Graduated Drivers Licensing

by Norraine Wingfield
They probably don’t want to hear it and they may not believe it, but the fact remains teen drivers are some of the most dangerous drivers on the road. It is a fact: Teens are disproportionately represented in both crashes and fatalities despite the fact they drive less than all other groups in the U.S., other than our oldest drivers. The crash rate per mile driven for teens is four times that of older drivers. The younger and less experienced the driver, the greater their risk of crashing.
 In Kansas, teen drivers (age 15-19) were involved in 15,478 traffic crashes in 2008, which resulted in 51 fatalities across the state.
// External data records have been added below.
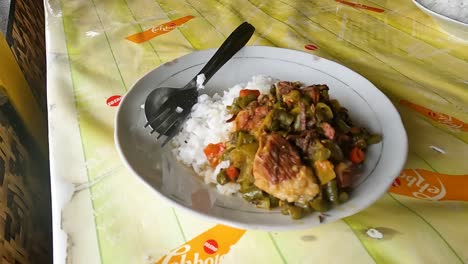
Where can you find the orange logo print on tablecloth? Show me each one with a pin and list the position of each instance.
(209, 247)
(158, 30)
(366, 7)
(451, 122)
(114, 100)
(430, 185)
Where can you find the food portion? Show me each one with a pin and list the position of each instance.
(285, 145)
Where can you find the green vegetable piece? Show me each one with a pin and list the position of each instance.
(324, 170)
(335, 151)
(292, 97)
(319, 205)
(233, 109)
(284, 118)
(323, 112)
(274, 202)
(331, 190)
(321, 154)
(301, 204)
(374, 139)
(263, 203)
(222, 178)
(244, 138)
(317, 151)
(343, 197)
(342, 126)
(296, 212)
(335, 105)
(284, 207)
(361, 143)
(253, 194)
(297, 123)
(244, 101)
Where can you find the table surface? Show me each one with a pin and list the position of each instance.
(97, 49)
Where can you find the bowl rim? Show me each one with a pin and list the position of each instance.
(265, 226)
(438, 15)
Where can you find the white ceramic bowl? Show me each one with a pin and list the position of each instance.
(180, 186)
(453, 27)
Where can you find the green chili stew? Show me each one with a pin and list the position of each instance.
(294, 148)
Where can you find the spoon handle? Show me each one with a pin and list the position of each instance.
(238, 38)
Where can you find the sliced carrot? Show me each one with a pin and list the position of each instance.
(213, 153)
(357, 155)
(232, 172)
(246, 92)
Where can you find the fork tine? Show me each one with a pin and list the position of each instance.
(169, 120)
(168, 128)
(162, 111)
(172, 132)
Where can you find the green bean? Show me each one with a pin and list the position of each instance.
(295, 212)
(343, 197)
(292, 97)
(323, 112)
(284, 207)
(301, 204)
(335, 105)
(324, 94)
(245, 100)
(222, 178)
(342, 126)
(319, 205)
(297, 123)
(335, 151)
(331, 191)
(284, 118)
(274, 202)
(244, 138)
(374, 139)
(253, 194)
(246, 186)
(234, 108)
(262, 203)
(321, 154)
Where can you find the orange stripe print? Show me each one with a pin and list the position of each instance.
(158, 30)
(366, 7)
(428, 185)
(451, 122)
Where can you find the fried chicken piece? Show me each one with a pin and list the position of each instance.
(278, 170)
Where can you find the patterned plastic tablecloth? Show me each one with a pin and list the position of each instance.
(96, 50)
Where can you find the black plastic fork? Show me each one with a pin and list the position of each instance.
(167, 108)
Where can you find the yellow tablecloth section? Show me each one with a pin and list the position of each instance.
(96, 50)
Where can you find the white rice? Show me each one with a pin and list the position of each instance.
(207, 124)
(455, 9)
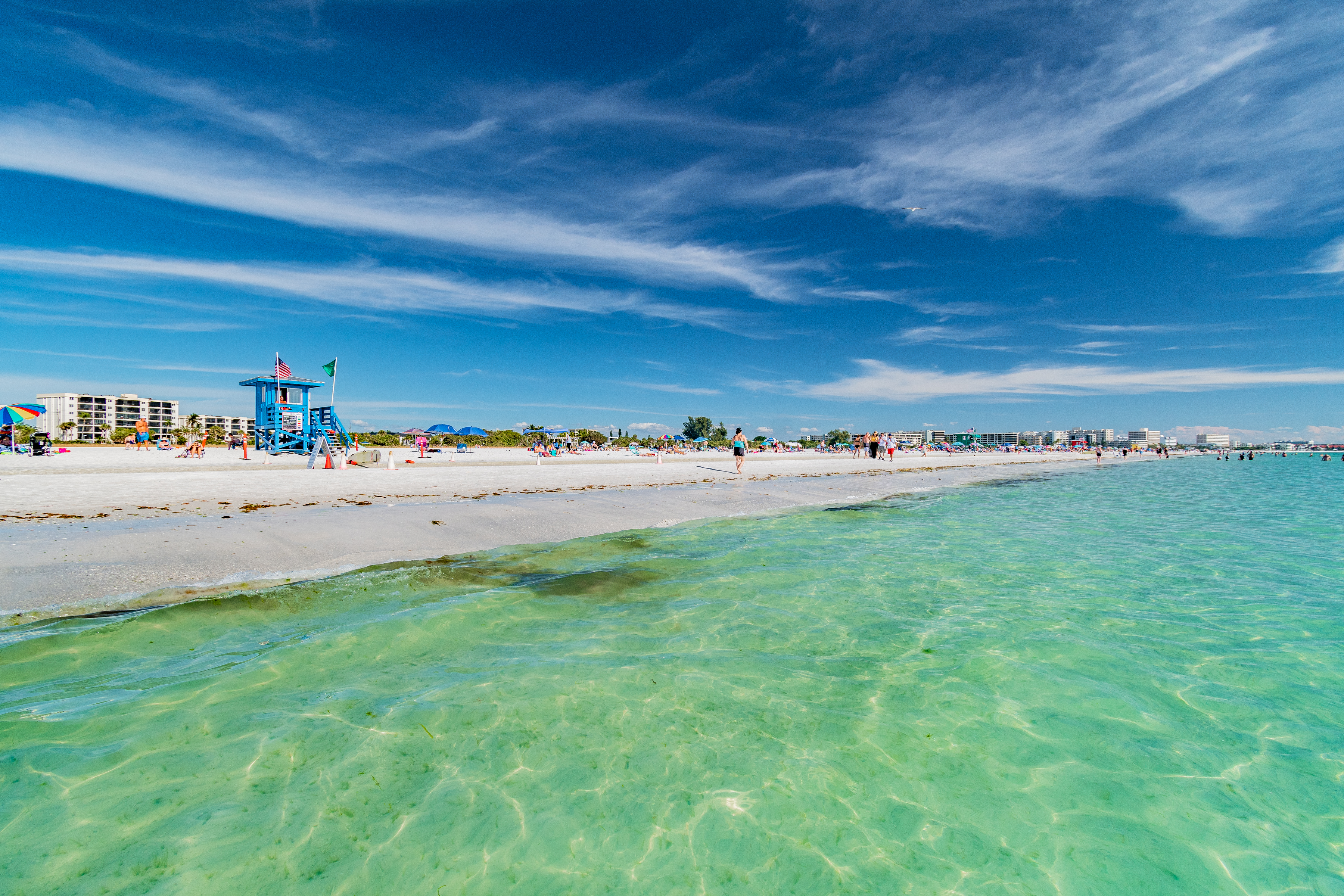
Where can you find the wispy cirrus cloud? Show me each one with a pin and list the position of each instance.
(1092, 348)
(670, 388)
(170, 167)
(918, 335)
(1201, 105)
(914, 300)
(371, 287)
(1328, 260)
(882, 382)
Teens of that age group were also speeding in more crashes than any other group and sadly enough, these minors were involved in 397 alcohol-related incidents resulting in 13 fatalities.
So what’s the real problem? Well, it is inexperience coupled with reckless behavior. A teen driver’s lack of experience equates to a lack of skills on the road, and unfortunately teens are more likely to be distracted, to speed and too often make poor decisions regarding driving under the influence.
 The solution isn’t keeping teens off the road. Teen drivers, like all drivers, need to gain experience to better their skills. But what we can do is support and enforce graduated licensing systems designed to help teens become better drivers.
Kansas passed a graduated driver’s licensing law in 2009 which will go into effect on January 1, 2010. This law essentially provides three stages of licensing: a learner’s period, a restricted period and a full license sans restrictions.
 The restrictions provided under different stages of this law require supervised driving, limit the number of passengers, limit where teens may drive and when they may drive, and prohibit the use of wireless communication devices. Teens must also wear a seat belt at all times, as provided in the Safety Belt Use Act already in effect.
We hope this new system will prevent needless crashes, injuries and deaths on Kansas roadways. Evaluations of graduated licensing in other states have consistently shown these practices reduce the risk of crashes. We owe it to our teens to do everything in our power to keep them safe while letting them live. If we don’t, they may not.

Norraine Wingfield is the Program Director for the Kansas Traffic Safety Resource Office.